Dr Daniel Dresner, Academic Coordinator for Digital Trust & Security and Lecturer in Cyber Security at The University of Manchester says:
“We'll jointly run targeted business engagement sessions, to supply specialised cybersecurity support and guidance, and also identify projects that can harness research and innovation expertise from the four partner universities. The goal is to see the development novel cybersecurity products and services.”
The GM Cyber Foundry has been approved by the Ministry of Housing, Communities and Local Government, which allocated £3m of European Regional Development Fund (ERDF) funding to the scheme. With over £25m being invested in fibre broadband connectivity, a planned £5m Cyber Innovation Centre, and the new GCHQ site, Greater Manchester is both a major hub for digital development and research, and a trusted place to do business.
Dr Dresner added:
I'm thrilled to be working with SMEs again on pragmatic, applied Cyber Security research to make working in GMCA's business ecosystem that bit safer. Direct innovation with them is the next logical step after my part in a Technology Strategy Board supported project that created the only information security benchmark designed with SMEs in mind.
The GM Cyber Foundry aims to engage 150 Manchester SMEs over the next three years (October 2018 - September 2021). Participation in the GM Cyber Foundry programme is fully funded for eligible businesses (Greater Manchester based SMEs) and all business sectors are eligible to participate.
First stage participants will receive 12 hours of free support including an online diagnostic tool, a face-to-face one-day workshop and a subsequent one-to-one interview. These will help participants to create an individualised business strategy and step-by-step action plan for the development of new products and services underpinned by cyber security innovation, coupled with appropriate signposting to access the cyber security innovation base available in the region.
The GM Cyber Foundry programme will also identify businesses that could benefit from further hands-on technical support from an expert team at one of the participating Universities.
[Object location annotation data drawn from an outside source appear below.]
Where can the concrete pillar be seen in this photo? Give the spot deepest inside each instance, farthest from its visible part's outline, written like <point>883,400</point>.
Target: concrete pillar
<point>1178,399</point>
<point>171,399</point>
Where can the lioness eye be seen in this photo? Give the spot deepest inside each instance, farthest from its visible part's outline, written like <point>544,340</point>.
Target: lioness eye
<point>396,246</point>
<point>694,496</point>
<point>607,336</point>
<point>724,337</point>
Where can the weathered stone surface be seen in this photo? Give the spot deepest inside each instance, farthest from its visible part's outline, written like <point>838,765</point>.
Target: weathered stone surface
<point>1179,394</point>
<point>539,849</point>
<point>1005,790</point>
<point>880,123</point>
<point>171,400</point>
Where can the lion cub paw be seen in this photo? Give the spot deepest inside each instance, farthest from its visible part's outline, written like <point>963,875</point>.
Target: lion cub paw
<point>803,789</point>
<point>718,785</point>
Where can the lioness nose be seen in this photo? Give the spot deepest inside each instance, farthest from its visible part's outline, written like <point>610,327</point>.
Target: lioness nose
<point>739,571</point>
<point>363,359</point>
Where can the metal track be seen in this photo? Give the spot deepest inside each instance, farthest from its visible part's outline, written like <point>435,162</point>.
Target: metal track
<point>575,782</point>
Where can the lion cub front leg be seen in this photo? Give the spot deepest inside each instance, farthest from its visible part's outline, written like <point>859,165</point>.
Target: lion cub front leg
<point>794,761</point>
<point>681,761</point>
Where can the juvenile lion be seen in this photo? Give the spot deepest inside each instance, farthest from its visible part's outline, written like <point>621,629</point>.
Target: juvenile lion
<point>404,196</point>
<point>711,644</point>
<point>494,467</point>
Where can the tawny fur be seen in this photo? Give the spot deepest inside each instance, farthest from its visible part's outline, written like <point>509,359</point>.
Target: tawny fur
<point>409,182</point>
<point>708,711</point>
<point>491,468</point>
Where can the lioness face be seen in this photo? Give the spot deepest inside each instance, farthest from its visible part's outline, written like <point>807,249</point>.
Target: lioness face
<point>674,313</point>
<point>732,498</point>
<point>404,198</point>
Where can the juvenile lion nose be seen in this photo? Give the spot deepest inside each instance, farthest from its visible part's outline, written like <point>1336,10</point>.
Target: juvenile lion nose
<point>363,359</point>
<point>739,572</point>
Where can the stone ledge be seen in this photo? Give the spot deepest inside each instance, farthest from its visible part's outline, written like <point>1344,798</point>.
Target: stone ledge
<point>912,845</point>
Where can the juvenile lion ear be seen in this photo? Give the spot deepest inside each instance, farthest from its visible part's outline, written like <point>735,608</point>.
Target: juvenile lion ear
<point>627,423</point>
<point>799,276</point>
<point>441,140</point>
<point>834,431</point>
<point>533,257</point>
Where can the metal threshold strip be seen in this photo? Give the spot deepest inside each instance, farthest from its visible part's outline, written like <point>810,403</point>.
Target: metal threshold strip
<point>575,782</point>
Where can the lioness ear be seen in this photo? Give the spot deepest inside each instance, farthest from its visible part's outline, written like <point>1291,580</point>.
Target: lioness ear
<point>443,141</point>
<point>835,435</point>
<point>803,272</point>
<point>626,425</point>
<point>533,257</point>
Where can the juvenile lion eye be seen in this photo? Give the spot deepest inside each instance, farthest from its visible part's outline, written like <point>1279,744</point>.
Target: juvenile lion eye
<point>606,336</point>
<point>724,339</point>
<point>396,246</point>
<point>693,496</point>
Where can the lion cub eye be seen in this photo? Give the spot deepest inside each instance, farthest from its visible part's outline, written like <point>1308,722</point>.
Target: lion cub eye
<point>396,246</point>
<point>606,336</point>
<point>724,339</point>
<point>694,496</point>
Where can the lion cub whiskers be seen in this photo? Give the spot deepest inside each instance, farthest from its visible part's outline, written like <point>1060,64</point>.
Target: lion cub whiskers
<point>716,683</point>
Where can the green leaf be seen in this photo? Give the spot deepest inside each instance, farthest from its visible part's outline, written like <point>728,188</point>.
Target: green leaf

If you’re interested in participating in the pilot cohort and learning more about the Cyber Foundry project, please get in contact using the form in the sidebar and we will arrange to follow-up with you.
The University of Manchester has embedded teaching and projects for Cyber Security on its undergraduate courses and has extended this to dedicated themes in its Masters programmes. The latter have hosted over 1500 students and 50 student dissertation projects. The University's Cyber Security research programme ranges from the sociotechnical aspects of cyber to fundamental trustworthiness for cyber security that is afforded by software verification. Its data scientists are proactive in the research and implementation of privacy and anonymity underpinning Cyber Security and its legal scholars work on the national and international aspects of cyber security law. University of Manchester staff were at the centre of the establishment of the only international governance standard for cyber security SMEs , and contributed to the definition of the National Cyber Security Centre's Cyber Essentials Scheme.